‘The Patriot Act’ of the digital age

Malaki Lingg, Assistant Web Editor

TikTok is one of the largest social media platforms, boasting approximately one billion active users globally — eighty million of these users reside in the United States. On January 30, Congress announced its plans to investigate ByteDance, TikTok and its CEO, Shou Chew, on March 23 before the House Energy and Commerce Committee. Before the hearing, on March 7 Congress announced the RESTRICT Act — a content regulation law with huge implications. 

The RESTRICT Act is seemingly meant to protect the U.S. from foreign media containing spyware or similar dangerous properties, deeming them as national security risks. The act will allow the secretary of commerce, in collaboration with the executive branch, to “[enforce] any mitigation measure to address any risk” regarding a “current, past, or potential future transaction.” The act allows the government to investigate virtually any form of digital media from a country deemed as “opposition” and put restrictions or bans on it. 

Normally when something is inaccessible in an area or country, internet users will use VPN programs to access the media.

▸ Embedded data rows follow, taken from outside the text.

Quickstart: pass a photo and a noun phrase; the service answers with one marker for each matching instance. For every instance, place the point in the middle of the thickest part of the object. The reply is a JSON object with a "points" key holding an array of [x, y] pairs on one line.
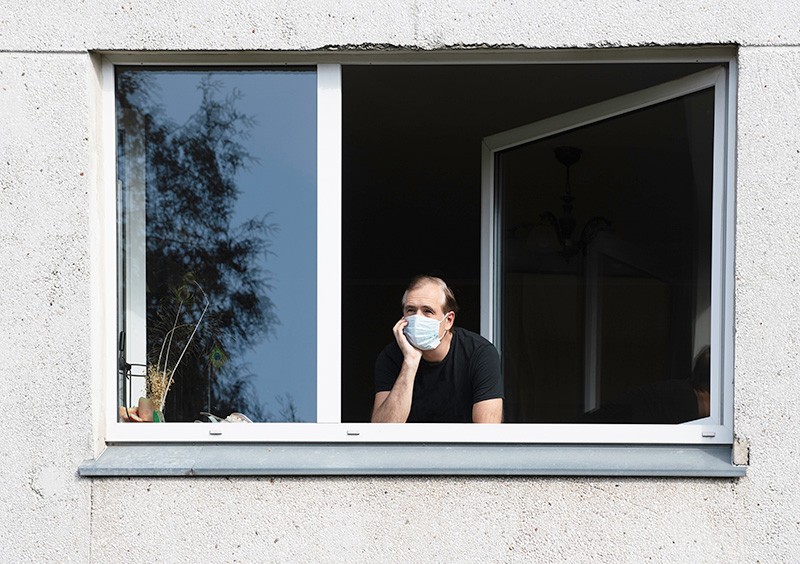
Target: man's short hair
{"points": [[450, 303]]}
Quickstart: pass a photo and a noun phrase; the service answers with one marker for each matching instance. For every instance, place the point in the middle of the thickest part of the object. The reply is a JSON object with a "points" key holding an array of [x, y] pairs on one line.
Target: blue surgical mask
{"points": [[423, 332]]}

Under the RESTRICT Act, this will no longer be feasible. Those caught by the government accessing banned content are subject to upwards of $1 million dollar in fines and/or a 20-year prison sentence. 

Though, if somebody violates the bans, how would the federal government know? The act will allow the U.S. government to investigate “gaming applications,” “desktop applications,” “webcams,” “mobile networks” and more if they are deemed to “pose an undue or unacceptable risk.” This allows the federal government to access all private digital information of whoever or whatever they deem a national security risk. 

The RESTRICT Act, being proposed in tandem with the congressional hearings as a “TikTok ban,” does not even mention TikTok within the bill itself. It is not about TikTok, and it never has been. It is all about controlling the American public. While Congress has ranted in the TikTok hearings about the Communist Party of China (CCP), it is nothing but fear-mongering. 

In 2001, after 9/11, Congresspeople spouted propaganda saying that they needed to pass the Patriot Act to protect the American public from the threat of Al-Qaeda and other terroristic threats. The Patriot Act drastically increased the government’s ability to spy on its citizens while reducing its accountability. 

The RESTRICT Act is the modern Patriot Act; swap “Al-Qaeda” with “CCP” and “terrorism” with “spying” and similarities become even more apparent. The government claims this law needs to be implemented to protect the U.S. from foreign espionage, but it is just another way to surveil us. In 2001, the Patriot Act was signed into law, and history seems to always repeat itself.